Essa fotografia de Vincenzo Pastore, tirada no Largo São Bento por volta de 1910, é um testemunho silencioso de uma São Paulo que aprendia a ser metrópole.
O Cotidiano nas Ruas
Enquanto os casarões subiam, o chão da cidade era dominado por figuras como estes meninos. Ser engraxate era um dos ofícios mais comuns para crianças de famílias humildes, muitas vezes filhos de imigrantes italianos ou espanhóis.
O Trabalho Infantil: No início do século XX, não havia as leis de proteção à infância que temos hoje; o trabalho era visto como uma necessidade de sobrevivência e uma forma de "ajudar em casa".
A Cena: Observe o contraste. O cliente, sentado confortavelmente no banco de ferro, representa a elite que circulava pelo centro.
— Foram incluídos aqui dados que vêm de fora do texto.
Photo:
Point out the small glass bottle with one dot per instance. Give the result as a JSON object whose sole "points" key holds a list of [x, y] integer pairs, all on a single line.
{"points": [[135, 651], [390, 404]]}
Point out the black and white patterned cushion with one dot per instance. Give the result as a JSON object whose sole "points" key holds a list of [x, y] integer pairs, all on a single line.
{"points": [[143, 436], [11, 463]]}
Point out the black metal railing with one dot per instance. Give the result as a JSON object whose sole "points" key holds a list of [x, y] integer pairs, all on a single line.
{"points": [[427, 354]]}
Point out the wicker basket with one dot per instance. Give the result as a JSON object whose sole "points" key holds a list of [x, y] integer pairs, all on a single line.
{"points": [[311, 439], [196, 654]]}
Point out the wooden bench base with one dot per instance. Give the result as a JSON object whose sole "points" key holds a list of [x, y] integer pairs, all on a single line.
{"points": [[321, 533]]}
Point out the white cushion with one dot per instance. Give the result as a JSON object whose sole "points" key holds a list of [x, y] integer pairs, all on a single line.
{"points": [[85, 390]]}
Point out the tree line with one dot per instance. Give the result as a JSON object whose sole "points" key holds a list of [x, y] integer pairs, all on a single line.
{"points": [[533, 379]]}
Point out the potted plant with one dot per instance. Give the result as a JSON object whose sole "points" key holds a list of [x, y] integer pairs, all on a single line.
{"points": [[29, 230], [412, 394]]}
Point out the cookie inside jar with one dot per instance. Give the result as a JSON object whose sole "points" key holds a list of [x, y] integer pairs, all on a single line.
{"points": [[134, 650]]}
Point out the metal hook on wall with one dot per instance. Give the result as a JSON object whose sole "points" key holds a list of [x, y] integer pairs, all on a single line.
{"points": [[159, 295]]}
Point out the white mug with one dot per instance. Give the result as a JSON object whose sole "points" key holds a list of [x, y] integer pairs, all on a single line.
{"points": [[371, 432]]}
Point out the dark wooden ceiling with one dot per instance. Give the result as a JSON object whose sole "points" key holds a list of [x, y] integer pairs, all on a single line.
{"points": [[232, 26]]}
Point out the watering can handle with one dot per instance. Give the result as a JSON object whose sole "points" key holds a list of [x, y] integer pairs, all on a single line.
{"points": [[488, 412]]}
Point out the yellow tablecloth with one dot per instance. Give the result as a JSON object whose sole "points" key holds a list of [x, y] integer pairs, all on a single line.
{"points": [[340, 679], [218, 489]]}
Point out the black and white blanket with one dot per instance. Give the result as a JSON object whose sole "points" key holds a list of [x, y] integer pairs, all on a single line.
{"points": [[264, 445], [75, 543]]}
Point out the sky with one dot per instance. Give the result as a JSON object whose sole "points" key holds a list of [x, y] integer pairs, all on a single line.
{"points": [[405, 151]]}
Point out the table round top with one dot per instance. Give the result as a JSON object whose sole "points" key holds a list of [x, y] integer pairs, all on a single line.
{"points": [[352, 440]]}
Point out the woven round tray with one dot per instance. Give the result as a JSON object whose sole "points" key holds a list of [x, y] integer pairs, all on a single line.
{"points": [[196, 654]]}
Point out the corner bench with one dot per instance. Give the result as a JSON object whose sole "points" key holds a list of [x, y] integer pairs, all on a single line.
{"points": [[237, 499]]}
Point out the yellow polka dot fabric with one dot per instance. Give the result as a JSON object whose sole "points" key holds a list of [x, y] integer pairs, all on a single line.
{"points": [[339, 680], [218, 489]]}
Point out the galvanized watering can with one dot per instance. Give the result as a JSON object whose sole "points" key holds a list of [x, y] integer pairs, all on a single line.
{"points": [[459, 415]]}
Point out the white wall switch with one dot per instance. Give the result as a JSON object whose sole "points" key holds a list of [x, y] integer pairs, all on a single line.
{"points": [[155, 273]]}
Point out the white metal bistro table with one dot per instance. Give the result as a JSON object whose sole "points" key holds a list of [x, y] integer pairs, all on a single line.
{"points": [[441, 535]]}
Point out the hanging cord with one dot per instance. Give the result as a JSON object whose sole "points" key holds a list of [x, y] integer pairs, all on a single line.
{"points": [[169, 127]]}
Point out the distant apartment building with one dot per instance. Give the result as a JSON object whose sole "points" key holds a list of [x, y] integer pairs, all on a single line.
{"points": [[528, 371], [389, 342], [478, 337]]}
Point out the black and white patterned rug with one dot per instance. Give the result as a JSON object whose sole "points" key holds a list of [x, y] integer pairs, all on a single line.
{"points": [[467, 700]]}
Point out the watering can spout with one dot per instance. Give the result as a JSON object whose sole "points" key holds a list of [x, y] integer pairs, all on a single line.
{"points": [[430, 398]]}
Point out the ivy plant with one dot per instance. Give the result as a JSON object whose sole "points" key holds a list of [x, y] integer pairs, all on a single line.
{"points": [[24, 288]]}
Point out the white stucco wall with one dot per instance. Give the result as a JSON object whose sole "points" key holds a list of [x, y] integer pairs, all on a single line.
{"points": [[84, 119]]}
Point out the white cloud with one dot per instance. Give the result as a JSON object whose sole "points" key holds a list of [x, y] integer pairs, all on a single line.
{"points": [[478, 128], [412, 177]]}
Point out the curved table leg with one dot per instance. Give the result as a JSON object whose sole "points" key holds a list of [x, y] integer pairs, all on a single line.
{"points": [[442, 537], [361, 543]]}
Aos seus pés, o menino trabalha ajoelhado, com sua caixa de madeira e graxa, garantindo que o brilho dos sapatos acompanhasse a elegância da época.
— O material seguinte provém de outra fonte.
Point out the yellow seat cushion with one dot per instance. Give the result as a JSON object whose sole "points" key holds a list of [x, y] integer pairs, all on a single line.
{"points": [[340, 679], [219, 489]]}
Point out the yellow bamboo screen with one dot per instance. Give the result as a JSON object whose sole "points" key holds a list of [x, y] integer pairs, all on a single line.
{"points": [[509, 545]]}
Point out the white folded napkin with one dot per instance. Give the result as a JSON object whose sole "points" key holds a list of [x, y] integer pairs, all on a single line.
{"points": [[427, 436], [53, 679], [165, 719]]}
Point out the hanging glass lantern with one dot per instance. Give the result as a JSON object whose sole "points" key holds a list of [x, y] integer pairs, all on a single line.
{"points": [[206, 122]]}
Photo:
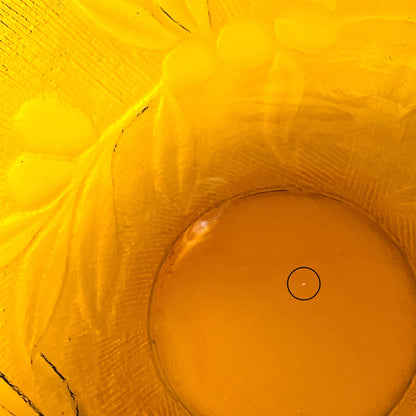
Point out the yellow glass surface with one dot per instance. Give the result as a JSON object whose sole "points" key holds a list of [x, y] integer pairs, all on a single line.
{"points": [[125, 122]]}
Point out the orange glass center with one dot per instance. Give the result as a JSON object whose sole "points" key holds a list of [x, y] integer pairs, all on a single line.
{"points": [[285, 304]]}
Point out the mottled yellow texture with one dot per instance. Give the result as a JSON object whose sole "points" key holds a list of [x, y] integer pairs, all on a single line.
{"points": [[136, 117]]}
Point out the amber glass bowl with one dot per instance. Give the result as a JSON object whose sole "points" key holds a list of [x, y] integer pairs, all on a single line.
{"points": [[207, 207]]}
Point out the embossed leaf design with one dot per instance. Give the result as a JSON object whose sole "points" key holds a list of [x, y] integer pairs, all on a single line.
{"points": [[130, 22]]}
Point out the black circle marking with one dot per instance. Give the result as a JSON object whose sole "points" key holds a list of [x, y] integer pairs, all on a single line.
{"points": [[299, 268]]}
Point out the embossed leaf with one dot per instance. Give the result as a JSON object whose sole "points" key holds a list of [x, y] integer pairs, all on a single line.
{"points": [[130, 23]]}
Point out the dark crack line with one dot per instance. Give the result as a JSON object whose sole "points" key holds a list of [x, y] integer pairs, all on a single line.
{"points": [[7, 410], [21, 394], [65, 381], [173, 20]]}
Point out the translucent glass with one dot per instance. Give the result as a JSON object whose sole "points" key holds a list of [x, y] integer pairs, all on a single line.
{"points": [[123, 123]]}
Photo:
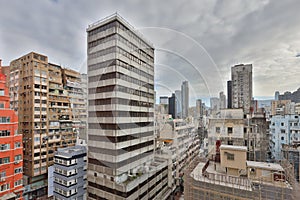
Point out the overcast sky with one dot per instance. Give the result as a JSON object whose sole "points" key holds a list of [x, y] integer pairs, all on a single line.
{"points": [[197, 40]]}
O Cenário: Ao fundo, as carruagens dividiam espaço com os primeiros bondes elétricos, mostrando uma cidade com um pé no passado e outro na modernidade.
Uma Lição de Resiliência
Humanizar essa imagem é entender que, sob o chapéu desses meninos, existiam sonhos interrompidos pela lida precoce.
Eles não eram apenas "mão de obra", mas pequenos personagens que, entre uma escovada e outra, viam a história do Brasil passar diante de seus olhos.